Analytic logic is obsessed with keeping reasoning free from error, as is seen most clearly in the developments of the philosophy of mathematics between Frege’s work in the late nineteenth century and Gödel’s second theorem: a sustained attempt at founding arithmetic on the bedrock of a logic that incorporated naïve set theory, the collapse of that attempt with the discovery of the paradoxes, Hilbert’s program of vindicating all mathematical theories by proving their consistency, and a final resolution that no such proof was possible, even for the most elementary mathematical theory. Mathematics was then going to be practiced in the context of an ineliminable risk of error—and that was understood as a limiting, negative result.
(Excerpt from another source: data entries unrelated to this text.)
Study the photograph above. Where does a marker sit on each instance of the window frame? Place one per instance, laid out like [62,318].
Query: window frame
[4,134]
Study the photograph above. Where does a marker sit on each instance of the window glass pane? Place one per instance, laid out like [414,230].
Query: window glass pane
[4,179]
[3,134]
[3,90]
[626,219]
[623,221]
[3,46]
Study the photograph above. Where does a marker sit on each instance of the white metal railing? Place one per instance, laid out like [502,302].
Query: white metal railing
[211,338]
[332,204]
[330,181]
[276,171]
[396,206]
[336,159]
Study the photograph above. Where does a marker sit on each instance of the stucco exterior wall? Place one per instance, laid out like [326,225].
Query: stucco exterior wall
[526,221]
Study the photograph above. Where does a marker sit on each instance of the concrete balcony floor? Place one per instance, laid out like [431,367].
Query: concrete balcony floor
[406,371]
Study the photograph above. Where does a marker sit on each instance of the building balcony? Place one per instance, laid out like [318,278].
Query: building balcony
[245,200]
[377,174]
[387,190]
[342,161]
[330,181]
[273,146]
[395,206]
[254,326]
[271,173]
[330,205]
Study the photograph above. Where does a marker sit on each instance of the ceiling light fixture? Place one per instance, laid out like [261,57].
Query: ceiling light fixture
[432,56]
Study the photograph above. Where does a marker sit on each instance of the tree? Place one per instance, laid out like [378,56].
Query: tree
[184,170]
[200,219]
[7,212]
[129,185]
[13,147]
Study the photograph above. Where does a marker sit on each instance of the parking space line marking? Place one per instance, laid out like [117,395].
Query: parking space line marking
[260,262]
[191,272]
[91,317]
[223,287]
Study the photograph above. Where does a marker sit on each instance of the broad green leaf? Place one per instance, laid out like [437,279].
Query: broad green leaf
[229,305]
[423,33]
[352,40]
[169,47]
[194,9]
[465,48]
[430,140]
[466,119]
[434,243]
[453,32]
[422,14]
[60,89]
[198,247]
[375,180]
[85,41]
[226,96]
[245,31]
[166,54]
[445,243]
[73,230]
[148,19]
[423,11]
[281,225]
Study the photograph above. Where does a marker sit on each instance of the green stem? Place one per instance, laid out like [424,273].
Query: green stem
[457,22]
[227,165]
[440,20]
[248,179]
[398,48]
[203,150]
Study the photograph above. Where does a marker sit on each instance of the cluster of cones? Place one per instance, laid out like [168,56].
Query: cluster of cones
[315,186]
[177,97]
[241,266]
In dialectical logic, error has no currency, because everything anyone believes, at any stage of the total narrative, is dialectically justified. There is still plenty of room, however, for relative error: for something that is false with respect to a truer, later phase of the narrative. And, in this sense, dialectical logic embraces error: the starting point of every dialectical argument is a rough, or immediate, position that through the course of the argument evolves into greater and greater truth.
In oceanic logic, truth inevitably becomes error: the ordinary truth that a man is uncontroversially bald, or white, when subjected to the relentless attacks of sorites, turns out not to be true after all—the man is just as much non-bald or nonwhite. This is seen most clearly in a class of paradoxes that are not often lumped together with the sorites but in fact express the same attitude: Zeno’s paradoxes about space. There, too, uncontroversial truths about reaching a certain destination, or overcoming a contender in a race, are challenged and called in question. Ultimately, oceanic logic invites us to reject the arrogance of truth and learn to live in the territory of error.